Время тормознуло, и между мной и темечком бабы, так и не поднявшей голову, произошел примерно такой бессловесный диалог, занявший около секунды-двух:
— Ну и че? Спалилась, уродка?
— Хе-хе. И хули? Сам соскочил, и радуйся.
— Ты че, сука, только что делала? Ты не охренела тут в атаке, борзота? — «Сказав» это, я сразу же понял, что никаких претензий к самому ее занятию я иметь не могу — оттого, что не имею возможности вышвырнуть ее отсюда или жестко наплющить.
Мои возможности болтаются где-то около отметки «ноль», поэтому я и в самом деле могу только радоваться, избежав участи живого аккумулятора. Еще я понял, но очень смутно, что это не какой-то из ряда вон выходящий случай, что из этого все вокруг и состоит — когда люди прессуют друг друга, образующуюся дельту из незаметно для людей улетающей при этом жизни радостно впитывает огромная армия. Жизнь улетает к мелким дилерам этого рынка — типа хозяек бригад вот таких темечек; растаскивается какими-то неопределенно мелькающими тенями, о которых я ничего не успел понять, кроме того, что они есть; к крупнооптовым уходит прямо через землю, закручиваясь в особо проницаемых местах; вообще, вся жизнь — товар, и товар, очень интенсивно оборачивающийся. И в этом нет никакой трагедии — раз люди не хотят нормально передавать жизнь сверху вниз, как им положено, то этот поток заберут. Очень похоже на «нашу» суету на поверхности: все так же упирается в потоки. На любом искривлении потока кто-нибудь да сидит, врезав краник и регулярно навещая Сейшелы; и эти «реалии» совсем не реалии, а просто отражение более существенных вещей.
— Тебе-то что за печаль. Не лезь. — Темечко сопроводило эти «слова» картинкой события из моей жизни, за возможность переписать которое я отдал бы все. Это было просто, как механическая игрушка: мне показали, что у меня полно дыр, и не с такими дырами тут ходить и качать права. Это как в игре — тебе показывают десятку против твоей восьмерки, и ты можешь хоть усраться, но десятка останется десяткой, которая больше любой восьмерки ровно на два очка.

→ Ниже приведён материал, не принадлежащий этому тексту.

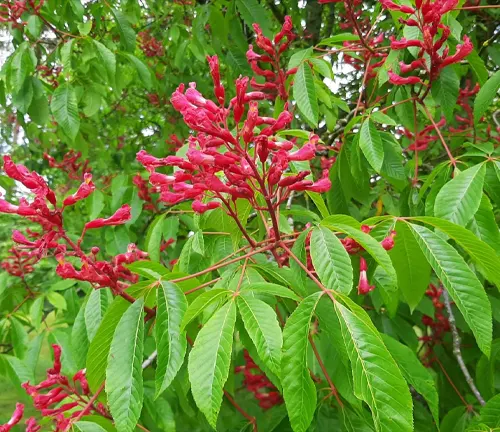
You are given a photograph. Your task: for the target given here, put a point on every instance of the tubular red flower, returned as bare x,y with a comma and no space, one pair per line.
462,52
85,189
121,216
15,419
201,208
399,80
56,369
363,286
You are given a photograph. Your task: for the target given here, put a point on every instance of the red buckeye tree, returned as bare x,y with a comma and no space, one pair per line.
249,215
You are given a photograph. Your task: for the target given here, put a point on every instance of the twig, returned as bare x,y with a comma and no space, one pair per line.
146,363
457,351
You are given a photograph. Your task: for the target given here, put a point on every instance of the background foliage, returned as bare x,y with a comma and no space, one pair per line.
92,81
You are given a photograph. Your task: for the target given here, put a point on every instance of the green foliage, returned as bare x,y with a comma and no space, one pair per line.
279,309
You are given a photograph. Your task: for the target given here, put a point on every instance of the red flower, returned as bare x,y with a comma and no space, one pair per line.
200,207
85,189
363,286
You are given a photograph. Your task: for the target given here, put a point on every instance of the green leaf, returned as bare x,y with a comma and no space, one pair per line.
445,91
339,39
201,302
95,311
299,250
485,96
124,386
210,359
371,246
484,225
481,253
415,373
19,338
411,266
490,413
153,238
84,28
370,143
84,426
323,67
270,288
252,12
57,300
263,328
304,93
108,60
142,70
377,378
127,33
331,261
459,199
299,391
64,106
461,283
99,348
170,342
298,58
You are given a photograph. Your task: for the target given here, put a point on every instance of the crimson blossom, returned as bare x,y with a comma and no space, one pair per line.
235,153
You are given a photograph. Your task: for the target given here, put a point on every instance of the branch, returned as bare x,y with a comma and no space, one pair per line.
458,352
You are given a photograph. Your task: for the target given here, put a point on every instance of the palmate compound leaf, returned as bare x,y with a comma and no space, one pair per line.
415,373
331,261
483,255
263,328
299,391
462,284
411,266
377,378
210,359
124,385
170,341
97,356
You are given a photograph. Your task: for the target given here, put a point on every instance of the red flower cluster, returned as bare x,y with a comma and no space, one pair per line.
257,383
19,263
210,173
103,273
274,76
70,165
150,46
364,58
17,416
63,400
353,247
12,11
426,16
439,325
423,138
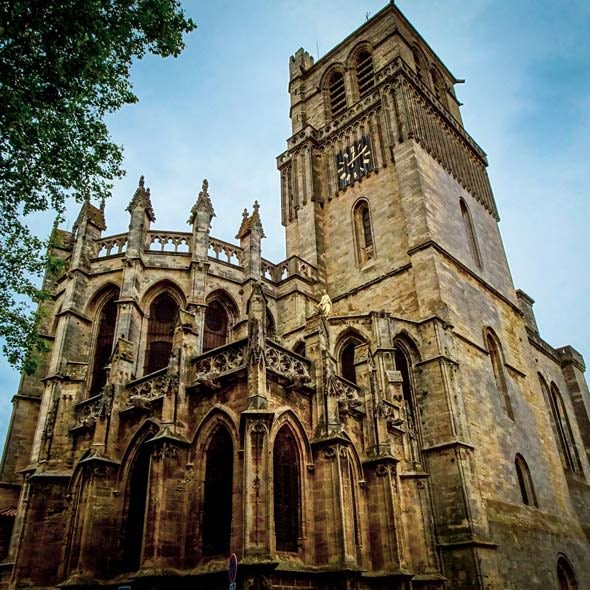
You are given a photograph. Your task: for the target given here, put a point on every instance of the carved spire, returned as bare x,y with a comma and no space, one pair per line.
251,223
244,226
203,203
142,199
255,222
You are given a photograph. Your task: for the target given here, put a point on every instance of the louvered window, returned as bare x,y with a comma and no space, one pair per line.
365,74
337,94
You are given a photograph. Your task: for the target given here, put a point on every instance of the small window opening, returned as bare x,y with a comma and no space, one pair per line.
564,431
161,325
470,232
499,377
215,333
364,73
525,482
565,575
337,94
137,501
347,361
364,232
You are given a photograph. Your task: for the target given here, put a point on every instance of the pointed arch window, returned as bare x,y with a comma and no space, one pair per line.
216,326
104,345
137,491
470,234
287,494
217,502
495,353
525,482
336,94
365,75
561,423
161,324
364,232
566,578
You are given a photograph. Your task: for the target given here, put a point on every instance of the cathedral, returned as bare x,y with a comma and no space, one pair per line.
378,411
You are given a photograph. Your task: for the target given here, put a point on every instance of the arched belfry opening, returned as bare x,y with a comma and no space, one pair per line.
217,501
161,324
287,494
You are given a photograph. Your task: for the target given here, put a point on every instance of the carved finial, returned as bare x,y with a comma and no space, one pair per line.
244,226
255,222
325,304
141,198
203,203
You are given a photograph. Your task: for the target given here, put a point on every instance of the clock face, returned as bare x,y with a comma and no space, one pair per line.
354,162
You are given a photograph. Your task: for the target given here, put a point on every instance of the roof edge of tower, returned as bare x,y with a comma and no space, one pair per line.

— Пошла, сука, отсюда, — вызверился я, ощущая смертельную досаду: эта мелкая безмозглая мерзость, являясь сама по себе просто ничем, была одним из лиц огромной силы; а значит — полностью права, и могла плевать мне в морду, абсолютно ничем не рискуя. То, что я начал смотреть на происходящее именно под таким бычьим углом зрения, еще больше бесило меня, но справляться с человеческим в тот момент я не хотел.
Темечко снова омерзительно хихикнуло, выключило воду и победоносно убралось в кисло воняющую какими-то стиральными порошками темноту подсобки.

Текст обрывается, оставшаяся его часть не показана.